Dans les procédures de réparation, ils parlent beaucoup du régulateur de voltage qui semble poser des problèmes. Mais ça ne t'avance guère si t'en as pas un en rab


----------



## Berthold (10 Avril 2006)

Ouh là ! J'imagine que ça se trouve en aval de l'alimentation ? À quoi ça ressemble ? Je pourrais peut-être trouver l'équivalent dans tous les vieux macs que j'ai en stock ?


----------



## MyHappyMac (12 Avril 2006)

Le régulateur de voltage c'est une petite carte fille avec des composants énormes de redressement de courant mais si je ne me trompe pas, elle est propre à chaque pocesseur donc à moins d'avoir un autre 333, je ne pense pas que tu en trouves sur une autre machine.

Sinon pour ton problême, ton mac n'aurait-il pas été overclocké ? Regarde si tu as toujours la barette de cavaliers portant une étiquette qui dit un truc du genre "si cette étiquette est enlevée l'appareil n'est plus sous garantie".

Nettoie bien tout à l'intérieur et vérifie que tous les composants sont bien à leur place et enquillés à fond. Moi j'ai déja eu des pannes bizarres comme ça à cause d'un barrette de cache qui etait pas bien enfoncée... 

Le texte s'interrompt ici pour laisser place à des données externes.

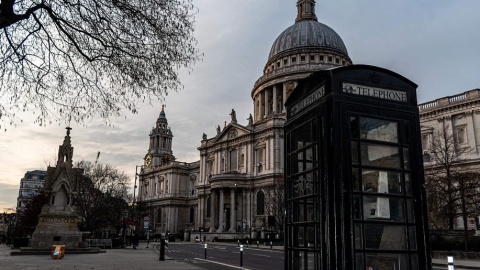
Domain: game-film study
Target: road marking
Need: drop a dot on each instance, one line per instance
(224, 264)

Sinon, si même Pascal sèche c'est que c'est un problême épineux ...


----------



## Invité (12 Avril 2006)

Bonne idée de vérifier les jumpers. 
Le J16, le J28, et aussi la carte I/O (pages 236, 238 et 240)
Tiens nous au courant


----------



## Berthold (12 Avril 2006)

L'intérieur est très propre, du moins pour un néophyte comme moi.  L'étiquette *VOID if sealed warranty is broken* est intacte. Je vais passer toutes les barrettes à la loupe pour voir si toutes sont enfoncées et sans bobo.

Je vous tiens au courant.

C'est vrai que Pascal77 qui sèche, ça ne me rassure pas.  :afraid: :sick:


----------



## Invité (12 Avril 2006)

Au fait, bien que Pascal 77 ait éliminé assez logiquement l'hypothèse, as-tu essayé de démarrer sans les extensions ? Juste au cas où.


----------



## Pascal 77 (12 Avril 2006)

MyHappyMac a dit:
			
		

> Sinon, si même Pascal sèche c'est que c'est un problême épineux ...



Eh ! Ho ! Je ne m'appelle pas Wozniak, quand même ! :rose:


----------



## Berthold (12 Avril 2006)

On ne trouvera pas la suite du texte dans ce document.